Big Flood Damage in Nova Scotia

Nova Scotia Premier Darrell Dexter toured flood-ravaged areas of the province by helicopter yesterday after torrential weekend rain swamped several southwestern communities.

The helicopter tour included aerial views of the devastation in Barrington, Yarmouth and Argyle, where local states of emergency were declared.

“You can see just, in some cases, the tops of trees. Islands that were there have ceased to be. Buildings are surrounded or engulfed by water,” Dexter said. “It’s a dramatic situation.”

A weekend deluge of 200 millimetres of rain prompted evacuations, forced road closings and took out bridges as swollen rivers broke their banks.

The cost of the widespread damage -while not yet officially tallied -is expected to be in the millions of dollars, Dexter said.

Any forthcoming disaster funding would not flow until the final tally of the damages is completed, but Dexter has already warned Nova Scotia MP and cabinet minister Peter MacKay that the province will take any help the feds can give.

Relief is expected in the form of sunny, dry weather into this weekend, according to Environment Canada meteorologist Bob Robichaud.

Robichaud said rain would stop in the hardest-hit areas in southwestern Nova Scotia by yesterday afternoon. “It’s going to be nice for people there to actually see the sun. All that water should make it through the water system over the next few days and then you will really start to see the water levels go down.”

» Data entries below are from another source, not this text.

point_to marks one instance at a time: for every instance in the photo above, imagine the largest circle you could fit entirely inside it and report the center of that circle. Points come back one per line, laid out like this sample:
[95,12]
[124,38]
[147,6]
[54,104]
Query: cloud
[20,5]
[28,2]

Most of the swollen rivers already started to recede yesterday, but the province is warning the threat is not over. Dexter said some damage may not be visible, including contaminated wells, compromised building foundations and unsafe roads and bridges.

“We are still not out of the woods,” said Ramona Jennex, Nova Scotia’s minister responsible for emergency preparedness. “There are significant amounts of water and it can still undermine our riverbanks and our infrastructure.”

The flooding is the second severe weather event in Nova Scotia in recent months. In August, flash floods destroyed the only road into Meat Cove, a community in Cape Breton.